The University of Iowa Libraries has acquired a significant collection of pulp magazines, fanzines, and science fiction books owned by the late James L. “Rusty” Hevelin. The collection encompasses nearly one hundred years of material, documenting in great detail the development of science fiction, popular culture, and participatory fan culture in the United States during the twentieth century.
Rusty Hevelin began collecting pulp magazines in the 1930s when they were a popular item on newsstands. Pulps were cheaply produced weekly fiction magazines. They were the training ground for many of the most famous science fiction writers like Ray Bradbury, Isaac Asimov, and Edgar Rice Burroughs. The collection contains thousands of pulps, ranging from the early Thrilling Wonder Stories, the eclectic Weird Tales, character titles such as The Shadow, The Spider, and Doc Savage, and many examples of mystery, western, and aviation pulps. “This vast collection of material rarely collected by traditional libraries is a goldmine for teachers and scholars,” said Corey Creekmur, UI Associate Professor of English and Film Studies. “Pulp magazines were central to mid- 20th century American popular culture, but their ephemerality has made them rare and inaccessible for later readers. The arrival of this collection makes Iowa a major archive for future research in this area.”

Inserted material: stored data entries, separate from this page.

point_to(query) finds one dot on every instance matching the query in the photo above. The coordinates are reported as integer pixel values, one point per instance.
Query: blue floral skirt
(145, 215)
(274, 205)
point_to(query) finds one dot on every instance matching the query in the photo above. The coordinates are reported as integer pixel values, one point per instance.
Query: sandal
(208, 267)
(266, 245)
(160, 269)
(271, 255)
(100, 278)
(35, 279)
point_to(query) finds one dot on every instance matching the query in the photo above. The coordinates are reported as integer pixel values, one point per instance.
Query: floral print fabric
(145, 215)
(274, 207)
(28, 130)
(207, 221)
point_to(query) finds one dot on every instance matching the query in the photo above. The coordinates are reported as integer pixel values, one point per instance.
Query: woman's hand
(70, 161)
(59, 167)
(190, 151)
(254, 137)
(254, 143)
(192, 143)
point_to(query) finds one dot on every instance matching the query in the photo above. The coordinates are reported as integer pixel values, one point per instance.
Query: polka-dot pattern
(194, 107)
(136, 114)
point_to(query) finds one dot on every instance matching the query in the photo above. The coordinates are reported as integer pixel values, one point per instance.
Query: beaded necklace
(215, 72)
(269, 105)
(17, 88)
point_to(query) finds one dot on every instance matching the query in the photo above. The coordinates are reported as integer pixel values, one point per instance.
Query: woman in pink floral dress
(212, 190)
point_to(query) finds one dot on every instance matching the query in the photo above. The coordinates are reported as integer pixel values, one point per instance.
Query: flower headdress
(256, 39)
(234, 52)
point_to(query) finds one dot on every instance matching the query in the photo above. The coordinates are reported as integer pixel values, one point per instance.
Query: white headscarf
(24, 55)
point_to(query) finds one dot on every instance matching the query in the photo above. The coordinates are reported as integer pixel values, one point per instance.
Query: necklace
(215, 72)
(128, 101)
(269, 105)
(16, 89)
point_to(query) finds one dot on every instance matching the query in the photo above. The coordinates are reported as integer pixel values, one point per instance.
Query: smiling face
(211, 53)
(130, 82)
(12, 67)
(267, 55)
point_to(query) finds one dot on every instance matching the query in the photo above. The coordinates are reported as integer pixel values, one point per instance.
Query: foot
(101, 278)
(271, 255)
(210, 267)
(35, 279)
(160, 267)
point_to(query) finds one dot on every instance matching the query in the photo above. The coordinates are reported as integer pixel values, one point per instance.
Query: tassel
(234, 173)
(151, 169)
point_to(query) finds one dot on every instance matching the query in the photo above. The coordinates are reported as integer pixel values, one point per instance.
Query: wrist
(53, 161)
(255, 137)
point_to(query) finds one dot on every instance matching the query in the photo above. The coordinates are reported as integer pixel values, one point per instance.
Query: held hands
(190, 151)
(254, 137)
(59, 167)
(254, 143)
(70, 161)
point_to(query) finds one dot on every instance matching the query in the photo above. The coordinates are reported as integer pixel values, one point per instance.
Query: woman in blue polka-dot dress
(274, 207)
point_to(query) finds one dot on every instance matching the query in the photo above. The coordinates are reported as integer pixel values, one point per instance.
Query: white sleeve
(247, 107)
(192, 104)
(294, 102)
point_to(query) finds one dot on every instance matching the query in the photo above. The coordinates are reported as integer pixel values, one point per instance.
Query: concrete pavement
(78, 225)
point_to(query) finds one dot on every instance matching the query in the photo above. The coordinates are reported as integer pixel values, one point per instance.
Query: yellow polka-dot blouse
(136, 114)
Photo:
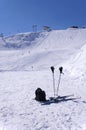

Fanzines push science fiction genre
Readers of pulps began communicating with one another through the letter columns in each issue, and this back-and-forth exchange soon developed into fanzines, which fans produced on home mimeograph or other printers, and distributed through the mail and at conventions. The collection is particularly rich in the early years of science fiction fanzines, including several titles that Hevelin produced.
Science fiction grew out of the pulps and into mainstream publishing, and the Hevelin collection documents this process in thousands of hardcover and paperback science fiction books. First editions of Ray Bradbury, Arthur C. Clarke, and other writers are included, along with many paperback novels. Together, these materials depict the great diversity of styles in science fiction as the genre evolved.
“The Hevelin collection presents a rare opportunity to study the development of this genre, as seen in many of its most important formats, through the lens of a single collector,” says Greg Prickman, Head of Special Collections & University Archives. “Fans like Rusty weren’t just fanzine writers, or pulp collectors, or science fiction readers, they were all of these things, and Rusty’s collection shows how these materials interact with one another.”
The University of Iowa Libraries is home to internationally significant science fiction collections. Holdings include the Horvat Collection of Science Fiction Fanzines, the Ming Wathne Fanzine Archive Collection, and a growing body of materials resulting from the Fan Culture Preservation Project, a partnership with the Organization for Transformative Works.